Powering the Future of Freight: India’s Path to an E-Truck Network

Image: ICCT
The conversation around clean mobility in India is no longer just about cars and buses. At this year’s India Clean Transportation Summit (ICTS) 2025), freight took center stage with the launch of a groundbreaking analysis by the International Council on Clean Transportation (ICCT). The study marks the first nationwide look at what it will take to build the charging backbone for India’s future fleet of electric trucks.
A Concentrated Demand
By the end of this decade, India will need close to 9 gigawatts of charging capacity to keep approximately 130,000 e-trucks on the move. To illustrate the scale, that’s over five times the electricity Delhi can currently generate.
What’s striking is how unevenly this demand is distributed. Five states — Maharashtra, Uttar Pradesh, Rajasthan, Gujarat, and Madhya Pradesh — will shoulder more than 70% of the total charging requirements. These regions sit along the country’s busiest freight arteries such as the Golden Quadrilateral and the Delhi–Mumbai and Eastern Dedicated Freight Corridors, making them natural front-runners for early infrastructure investment.
Why the Stakes Are High
Trucks form the backbone of India’s logistics economy, but they are also responsible for a disproportionate share of transport emissions. Without decisive action, the sector risks undermining India’s broader net-zero 2070 pledge. Achieving 100% zero-emission truck sales by 2050 is therefore essential.
Electrifying freight offers more than climate benefits. It reduces dependence on imported fuels, helps improve urban air quality, and strengthens supply chains by lowering long-term operating costs. In short, it is a climate solution with clear economic and public health dividends.

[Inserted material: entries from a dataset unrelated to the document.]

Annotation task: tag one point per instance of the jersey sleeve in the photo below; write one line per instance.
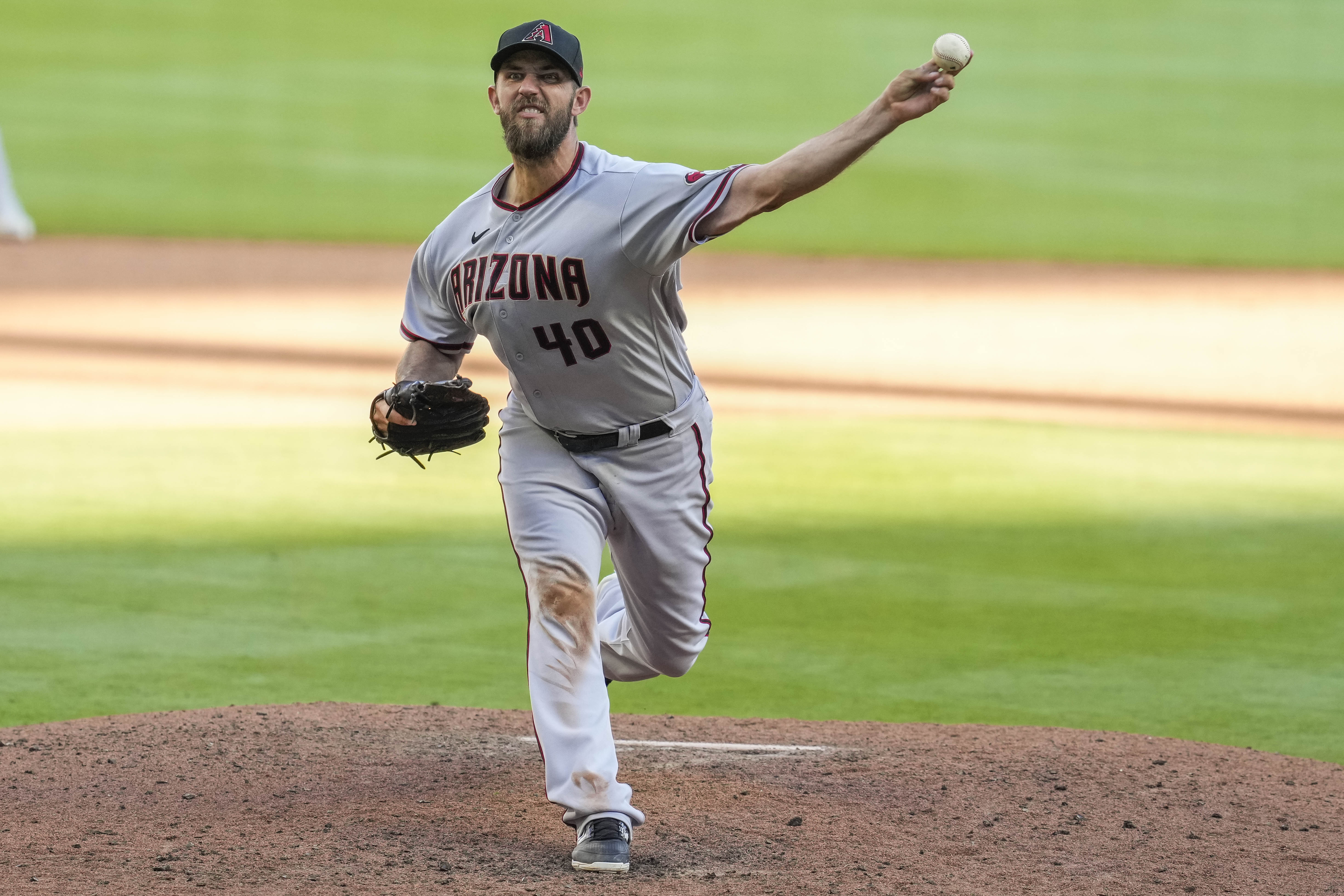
(663, 209)
(429, 315)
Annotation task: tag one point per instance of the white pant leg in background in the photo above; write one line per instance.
(14, 219)
(652, 502)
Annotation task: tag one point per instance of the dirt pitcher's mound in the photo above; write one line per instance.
(385, 800)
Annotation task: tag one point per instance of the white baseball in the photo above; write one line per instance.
(952, 53)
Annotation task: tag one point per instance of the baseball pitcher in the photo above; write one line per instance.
(568, 263)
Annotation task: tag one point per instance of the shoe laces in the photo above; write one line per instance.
(608, 829)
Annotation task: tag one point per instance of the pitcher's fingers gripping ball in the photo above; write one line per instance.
(444, 417)
(952, 53)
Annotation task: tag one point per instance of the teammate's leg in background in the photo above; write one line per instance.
(14, 219)
(558, 519)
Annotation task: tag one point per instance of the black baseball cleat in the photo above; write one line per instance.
(604, 845)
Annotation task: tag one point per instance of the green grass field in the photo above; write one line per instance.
(1194, 131)
(898, 570)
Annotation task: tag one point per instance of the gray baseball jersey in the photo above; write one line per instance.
(576, 291)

Policy Signals and the Road Ahead
India has already laid important groundwork. Fuel efficiency rules and the PM E-DRIVE program are providing incentives for e-trucks and their supporting infrastructure. But scaling up will require more coordinated action.
The ICCT study points to four priorities:
- Develop national and state-level roadmaps for charging networks
- Plan electricity grids in tandem with high-capacity freight charging needs
- Close freight data gaps with modern tracking systems
- Embed charging infrastructure into logistics and supply chain planning
Because states control critical levers like land use, tariffs, and grid capacity, their role will be decisive in turning ambition into reality.
Insights from ICTS 2025
Speakers at the summit emphasized both urgency and opportunity:
- Amit Bhatt, ICCT India: “Building robust charging infrastructure must be a top priority. Without it, adoption will face unnecessary roadblocks.”
- Drew Kodjak, ICCT Global: “Electric trucks are already gaining traction worldwide. India can leapfrog by building the systems that will allow large-scale adoption.”
- Arvinn Gadgil, Norwegian Embassy: “A breakthrough in India’s freight transition could be a recipe for saving humanity.”
Setting a Global Benchmark
Globally, more than 400 electric truck models are already available. The question is not whether freight electrification is possible, but how quickly it can scale. For India, the decisions made in this decade will shape the logistics backbone of its economy for generations.
At Hybrid Alliance, we see freight electrification as one of the most transformative shifts in clean mobility. It is where climate ambition meets real-world impact — reducing emissions, strengthening economies, and improving lives. With the right policy, investment, and innovation, India has the chance to set a global example in building a sustainable freight future.